Non ho voglia di raccontarlo a Don Filippo, lui è un uomo come noi.  Dio ti ha creato a nostra immagine e somiglianza ma io la differenza la vedo, tu sei un’altra storia. Noi uomini parliamo e promettiamo come se le parole e le promesse non avessero alcun valore. Anche per te le parole non contano?  La vita non è un sogno e rimango male quando dopo aver sognato piacevolmente, scopro che non era vero niente. Tuttavia devo riconoscere il sollievo che mi prende e l’ho anche apprezzato, quando un sogno terribile, diciamo pure un incubo, si autodistrugge al mio risveglio. Stanotte non riuscivo a dormire. La forcina questa volta non ha colpe. Mi sono alzata perforando il buio mentre tutti dormivano e sono andata in cucina. Le lancette fosforescenti dell’orologio segnavano le 4 :12. Qualcuno doveva aver dimenticato il telefono cellulare acceso, collegato al caricatore. Normalmente non l’avrei mai fatto. Almeno credo. Invece ho avviato lo sblocco strisciando con il dito sul display e ho ficcato il naso nei fatti di mio padre. “Mi manchi … ti amo … non farmi aspettare ancora … i tuoi figli capiranno … non puoi tenere nascosta una storia importante come la nostra … diglielo che tua moglie è innamorata di un’altra”. Ho appoggiato il telefono sul tavolo e ho incominciato a tremare. Il cuore mi batteva nel petto con violenza e ho incominciato a immaginare le facce di questi due diavoli che avevano bucato la crosta  terrestre per gettare lava incandescente sulla mia famiglia. Sai una cosa caro Gesù? Sei un millantatore, un bugiardo, una statua di gesso. A cosa è servito il tuo sacrificio? Avanti, scendi da quel muro, da quell’inutile croce e spiegamelo. Che cosa cercano gli uomini per vivere felici, l’AMORE?  Come vedi l’amore finisce e anche il tuo si è esaurito. Smettila di guardarmi in quel modo, aiutami. Io adesso come faccio? Ti sembra poco, vivere questa messa in scena come se niente fosse? Ah, già. È il peccato originale, l’albero della conoscenza, il serpente. Fammi il piacere! Sai cosa mi hanno insegnato al Catechismo? Ascolta:

“ Mio Dio mi pento e mi dolgo dei miei peccati, perché peccando, ho meritato il tuo castigo …”

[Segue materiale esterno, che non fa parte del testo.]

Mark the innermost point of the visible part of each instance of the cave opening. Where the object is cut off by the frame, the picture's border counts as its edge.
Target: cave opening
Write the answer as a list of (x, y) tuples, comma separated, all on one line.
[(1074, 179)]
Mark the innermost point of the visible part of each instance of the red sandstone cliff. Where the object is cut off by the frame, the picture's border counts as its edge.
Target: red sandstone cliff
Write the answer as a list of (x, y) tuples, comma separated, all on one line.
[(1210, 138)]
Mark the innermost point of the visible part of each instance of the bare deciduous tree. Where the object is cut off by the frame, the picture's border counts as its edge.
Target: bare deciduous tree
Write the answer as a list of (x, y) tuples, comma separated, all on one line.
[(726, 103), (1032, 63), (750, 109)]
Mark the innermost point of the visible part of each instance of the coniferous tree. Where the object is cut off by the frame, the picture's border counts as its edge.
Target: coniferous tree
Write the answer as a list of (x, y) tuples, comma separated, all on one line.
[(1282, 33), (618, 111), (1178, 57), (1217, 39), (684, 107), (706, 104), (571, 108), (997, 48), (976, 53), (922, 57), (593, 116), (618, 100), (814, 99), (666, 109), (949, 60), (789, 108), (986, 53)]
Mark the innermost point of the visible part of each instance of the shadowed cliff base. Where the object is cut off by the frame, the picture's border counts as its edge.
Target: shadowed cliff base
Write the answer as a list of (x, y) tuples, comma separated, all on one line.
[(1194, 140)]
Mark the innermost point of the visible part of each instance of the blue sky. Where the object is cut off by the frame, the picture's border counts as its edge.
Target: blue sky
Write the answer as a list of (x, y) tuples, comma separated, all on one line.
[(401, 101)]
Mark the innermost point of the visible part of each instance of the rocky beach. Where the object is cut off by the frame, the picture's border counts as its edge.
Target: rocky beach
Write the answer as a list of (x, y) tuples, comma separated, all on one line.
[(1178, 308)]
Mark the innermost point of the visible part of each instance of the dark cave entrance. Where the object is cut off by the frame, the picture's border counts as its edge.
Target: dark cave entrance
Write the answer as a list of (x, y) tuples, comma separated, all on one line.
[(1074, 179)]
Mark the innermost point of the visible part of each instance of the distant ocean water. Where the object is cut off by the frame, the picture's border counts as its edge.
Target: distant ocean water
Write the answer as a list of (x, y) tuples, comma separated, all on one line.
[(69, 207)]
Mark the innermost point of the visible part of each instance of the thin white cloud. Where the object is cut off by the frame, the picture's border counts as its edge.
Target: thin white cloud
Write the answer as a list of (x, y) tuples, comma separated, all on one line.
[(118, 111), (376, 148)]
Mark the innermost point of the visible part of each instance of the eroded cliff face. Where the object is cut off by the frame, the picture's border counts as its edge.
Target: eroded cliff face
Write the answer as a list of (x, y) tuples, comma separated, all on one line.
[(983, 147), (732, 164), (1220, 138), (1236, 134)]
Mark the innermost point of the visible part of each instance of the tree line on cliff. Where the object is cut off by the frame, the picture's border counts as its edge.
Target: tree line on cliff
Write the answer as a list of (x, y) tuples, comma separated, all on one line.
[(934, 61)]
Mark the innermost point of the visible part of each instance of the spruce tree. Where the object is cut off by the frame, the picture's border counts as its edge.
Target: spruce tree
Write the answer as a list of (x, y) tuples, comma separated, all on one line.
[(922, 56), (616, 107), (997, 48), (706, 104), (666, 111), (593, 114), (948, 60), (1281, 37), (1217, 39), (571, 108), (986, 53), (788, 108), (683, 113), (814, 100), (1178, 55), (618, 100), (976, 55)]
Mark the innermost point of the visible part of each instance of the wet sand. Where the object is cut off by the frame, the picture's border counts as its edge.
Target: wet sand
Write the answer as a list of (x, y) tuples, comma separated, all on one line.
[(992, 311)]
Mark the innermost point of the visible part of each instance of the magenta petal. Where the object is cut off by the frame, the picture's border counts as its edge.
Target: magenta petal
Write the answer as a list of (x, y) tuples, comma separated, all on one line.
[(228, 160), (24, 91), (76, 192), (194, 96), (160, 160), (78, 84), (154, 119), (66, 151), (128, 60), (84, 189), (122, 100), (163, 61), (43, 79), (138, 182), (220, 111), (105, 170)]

Non ti sembra assurdo far recitare a memoria l’Atto di Dolore ai bambini? Per piacere scendi da quella croce, infilati un jeans e una camicia a quadri e fai un po’ di restauro. Non vedi che il mondo sta cadendo a pezzi? Ti sembro superba? Non importa. Oggi mi sento nella merda fino al collo e mi toccherà recitare la mia parte con quest’odiosa forcina che mi sta torturando. Anzi sai cosa ti dico? Adesso me la strappo via dai capelli. Sono stanca.

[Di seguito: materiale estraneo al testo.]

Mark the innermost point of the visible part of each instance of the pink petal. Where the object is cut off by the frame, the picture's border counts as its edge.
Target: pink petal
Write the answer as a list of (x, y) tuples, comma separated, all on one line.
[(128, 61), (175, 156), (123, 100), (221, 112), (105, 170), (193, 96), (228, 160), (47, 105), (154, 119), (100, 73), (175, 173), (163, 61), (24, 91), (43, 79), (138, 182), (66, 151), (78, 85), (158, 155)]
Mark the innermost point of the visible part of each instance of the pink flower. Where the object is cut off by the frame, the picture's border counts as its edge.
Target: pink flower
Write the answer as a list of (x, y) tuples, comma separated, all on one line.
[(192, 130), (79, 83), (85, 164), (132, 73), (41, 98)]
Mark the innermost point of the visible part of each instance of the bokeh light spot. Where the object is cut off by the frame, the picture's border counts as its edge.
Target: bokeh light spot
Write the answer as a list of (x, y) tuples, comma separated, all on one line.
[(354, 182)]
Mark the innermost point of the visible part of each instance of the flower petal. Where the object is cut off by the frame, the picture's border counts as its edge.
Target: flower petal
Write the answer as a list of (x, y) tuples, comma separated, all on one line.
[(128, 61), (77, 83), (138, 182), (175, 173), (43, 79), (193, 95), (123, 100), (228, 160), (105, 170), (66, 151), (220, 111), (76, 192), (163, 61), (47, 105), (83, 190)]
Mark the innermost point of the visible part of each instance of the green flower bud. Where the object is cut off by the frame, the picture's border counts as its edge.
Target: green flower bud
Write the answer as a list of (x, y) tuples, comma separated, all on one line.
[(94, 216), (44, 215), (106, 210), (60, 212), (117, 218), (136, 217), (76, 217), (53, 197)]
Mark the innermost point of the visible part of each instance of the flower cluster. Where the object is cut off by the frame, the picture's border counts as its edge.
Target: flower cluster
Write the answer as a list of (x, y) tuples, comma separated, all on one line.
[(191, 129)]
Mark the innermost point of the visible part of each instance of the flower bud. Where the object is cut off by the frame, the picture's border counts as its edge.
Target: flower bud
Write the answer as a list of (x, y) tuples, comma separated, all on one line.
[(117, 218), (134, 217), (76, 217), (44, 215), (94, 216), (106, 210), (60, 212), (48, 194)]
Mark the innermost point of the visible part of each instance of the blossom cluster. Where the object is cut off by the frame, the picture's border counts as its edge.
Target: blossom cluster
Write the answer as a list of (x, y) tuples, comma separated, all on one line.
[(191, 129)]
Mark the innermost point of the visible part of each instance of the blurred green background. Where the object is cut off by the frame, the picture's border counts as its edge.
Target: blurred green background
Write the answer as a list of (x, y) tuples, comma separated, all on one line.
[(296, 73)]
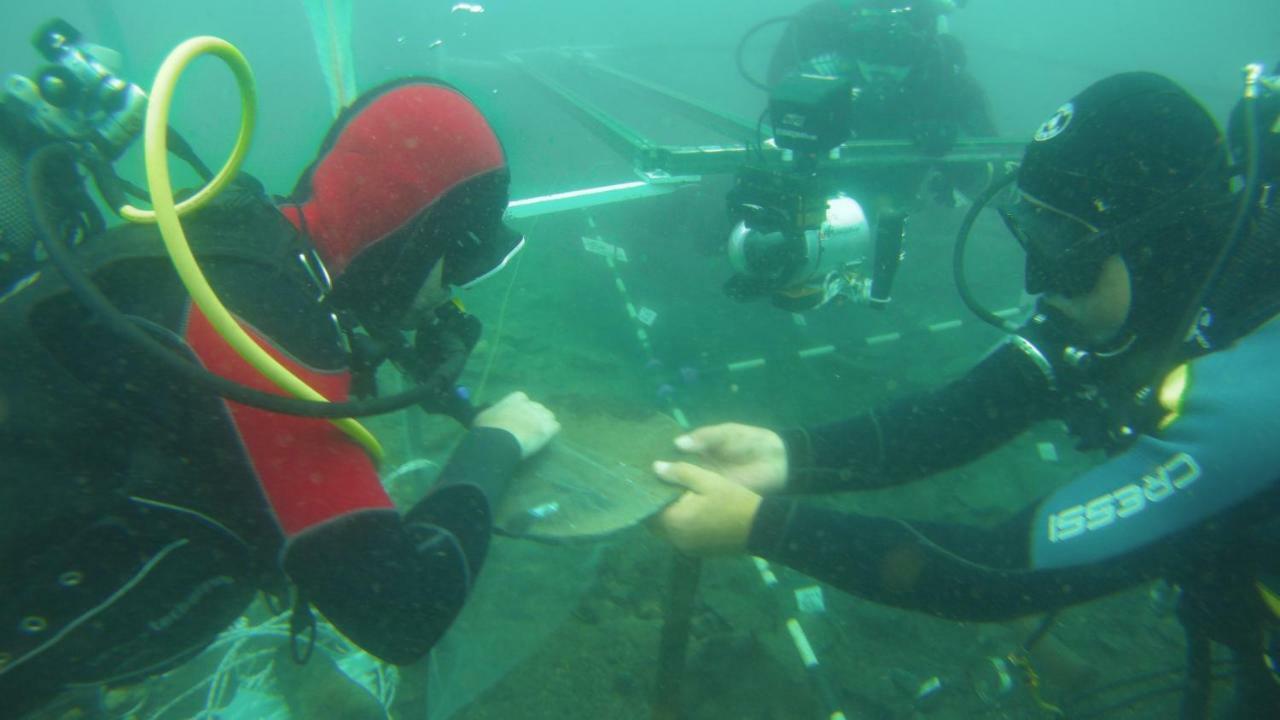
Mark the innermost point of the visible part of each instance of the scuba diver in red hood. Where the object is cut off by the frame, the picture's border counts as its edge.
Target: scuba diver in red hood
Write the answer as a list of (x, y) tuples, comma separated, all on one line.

S sss … Gigliola? …ehi … Gigliola …. Le mani … tienile giunte, stai pregando.

Mi chiedono di essere buona come un dolce alla crema io preferisco alla bontà, la verità. Possiamo far finta che vissero tutti felici e contenti come nelle favole. Alle favole non ci crede più nessuno.

“La bambina è svenuta!” Presto, chiamate un’ambulanza.